The match between Tetens and Robertson showed the difference in styles. While Tetens raised nearly $200,000 in campaign donations, held several fundraisers and spent nearly as much as he received, Robertson funded his campaign out of pocket, solicited no donations and said he would return the donations he received. .

Tetens, whose father was a police officer, won the endorsement of law enforcement associations and was aided by the significant support of McLennan County Sheriff Parnell McNamara, especially in his initial battle with Johnson.

Robertson said he is “100 percent” in favor of legalizing marijuana, and not devoting much of the office’s resources to prosecuting petty pot crimes. He also said he would not go on a “doctor hunt” and promised not to prosecute abortion doctors.

Tetens countered that he would enforce existing laws, as his oath of office requires, and work to mend the walls between the DA’s office and local law enforcement.

The general election campaign was much more civil than the primary contest between Tetens and Johnson. Robertson was unopposed in the Democratic primary. Tetens and Robertson both agreed that the current state of the DA’s office is in dire straits and needs immediate improvement.

“I think we’ve focused on the issues during this general election campaign and avoided any personal attacks.” I think people are very tired of it, and frankly, I think it’s demoralized the voters.”

In a surprising twist that many didn’t see coming, Johnson hired Robertson as his first assistant in late July. The exercise lasted just 12 days before Johnson fired Robertson, saying the changes Robertson proposed when he hit the ground running would cause chaos in the office.

Many saw Johnson’s unusual turn to the opposing party’s candidate as a final slap in the face to Tetens, who carried Johnson by 40 percent, and perhaps even a jab at members of the Republican Party for not supporting the incumbent.

Tetens said it was too early to announce any job changes, while Robertson said he would “answer the call” and return to the DA’s office if Tetens felt his prosecutorial experience would benefit the office.
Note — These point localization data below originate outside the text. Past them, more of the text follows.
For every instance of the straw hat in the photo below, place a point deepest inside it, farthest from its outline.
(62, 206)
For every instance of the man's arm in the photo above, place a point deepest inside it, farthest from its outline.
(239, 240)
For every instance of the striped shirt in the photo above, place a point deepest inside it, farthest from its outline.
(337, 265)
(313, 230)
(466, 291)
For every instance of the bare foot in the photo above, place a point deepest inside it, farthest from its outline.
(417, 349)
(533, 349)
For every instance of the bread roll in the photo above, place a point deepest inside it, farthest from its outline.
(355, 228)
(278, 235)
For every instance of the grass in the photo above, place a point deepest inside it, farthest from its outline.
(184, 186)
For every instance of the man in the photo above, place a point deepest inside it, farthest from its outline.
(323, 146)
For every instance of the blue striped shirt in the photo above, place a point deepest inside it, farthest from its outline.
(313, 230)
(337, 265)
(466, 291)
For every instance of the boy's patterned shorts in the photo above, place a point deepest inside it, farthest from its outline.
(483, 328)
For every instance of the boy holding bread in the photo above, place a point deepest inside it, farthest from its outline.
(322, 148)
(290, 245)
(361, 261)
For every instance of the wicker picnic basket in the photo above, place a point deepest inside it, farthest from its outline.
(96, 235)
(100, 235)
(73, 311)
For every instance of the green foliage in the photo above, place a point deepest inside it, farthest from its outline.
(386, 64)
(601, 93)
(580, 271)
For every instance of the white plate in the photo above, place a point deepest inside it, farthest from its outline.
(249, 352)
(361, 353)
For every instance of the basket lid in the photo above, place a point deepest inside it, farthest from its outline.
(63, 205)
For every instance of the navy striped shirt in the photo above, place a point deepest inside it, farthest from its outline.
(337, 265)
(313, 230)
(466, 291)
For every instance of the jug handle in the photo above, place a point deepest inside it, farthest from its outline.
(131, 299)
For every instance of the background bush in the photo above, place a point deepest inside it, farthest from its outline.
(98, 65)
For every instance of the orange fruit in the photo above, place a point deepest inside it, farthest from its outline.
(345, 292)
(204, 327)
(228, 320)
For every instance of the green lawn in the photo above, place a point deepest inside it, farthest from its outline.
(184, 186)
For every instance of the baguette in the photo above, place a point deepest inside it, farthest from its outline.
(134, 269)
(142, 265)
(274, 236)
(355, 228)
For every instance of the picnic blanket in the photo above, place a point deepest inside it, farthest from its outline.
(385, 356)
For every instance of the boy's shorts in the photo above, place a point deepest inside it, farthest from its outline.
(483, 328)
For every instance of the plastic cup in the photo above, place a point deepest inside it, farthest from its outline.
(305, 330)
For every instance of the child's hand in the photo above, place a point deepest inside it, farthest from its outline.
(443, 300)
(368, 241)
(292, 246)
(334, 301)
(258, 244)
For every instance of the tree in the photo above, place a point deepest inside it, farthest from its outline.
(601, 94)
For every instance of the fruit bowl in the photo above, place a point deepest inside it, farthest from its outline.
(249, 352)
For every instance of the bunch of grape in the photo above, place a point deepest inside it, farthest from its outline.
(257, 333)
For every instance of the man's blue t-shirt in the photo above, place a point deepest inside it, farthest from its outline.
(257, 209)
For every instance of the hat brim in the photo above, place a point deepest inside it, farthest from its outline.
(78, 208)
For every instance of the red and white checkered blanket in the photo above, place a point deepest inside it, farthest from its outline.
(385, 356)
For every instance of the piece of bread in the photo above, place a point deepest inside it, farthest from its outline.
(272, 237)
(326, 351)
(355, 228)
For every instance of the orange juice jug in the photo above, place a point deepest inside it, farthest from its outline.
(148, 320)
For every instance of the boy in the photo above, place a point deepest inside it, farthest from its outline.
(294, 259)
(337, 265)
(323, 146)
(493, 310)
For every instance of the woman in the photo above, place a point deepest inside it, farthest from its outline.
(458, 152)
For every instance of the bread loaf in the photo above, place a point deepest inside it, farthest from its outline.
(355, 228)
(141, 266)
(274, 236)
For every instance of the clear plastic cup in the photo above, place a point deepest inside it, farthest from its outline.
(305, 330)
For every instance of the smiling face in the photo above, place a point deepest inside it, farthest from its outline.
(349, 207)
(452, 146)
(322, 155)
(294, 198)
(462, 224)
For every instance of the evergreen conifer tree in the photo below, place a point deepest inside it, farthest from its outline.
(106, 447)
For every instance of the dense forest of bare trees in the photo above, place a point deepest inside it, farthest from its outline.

Robertson now works in the law office of former District Attorney Vic Feazell.

“I will say that I think there are a lot of outstanding prosecutors in this office that I look forward to working with,” Tetens said. “I want to improve our relationship with law enforcement, as well as with victims, and I also want to have a better relationship with the courts. I also want to move documents more efficiently with the help of judges and also work with the defense panel so people don’t have to wait years to go to trial.

“I’m ready and willing to work and I’m hoping for a very smooth transition,” Tetens said.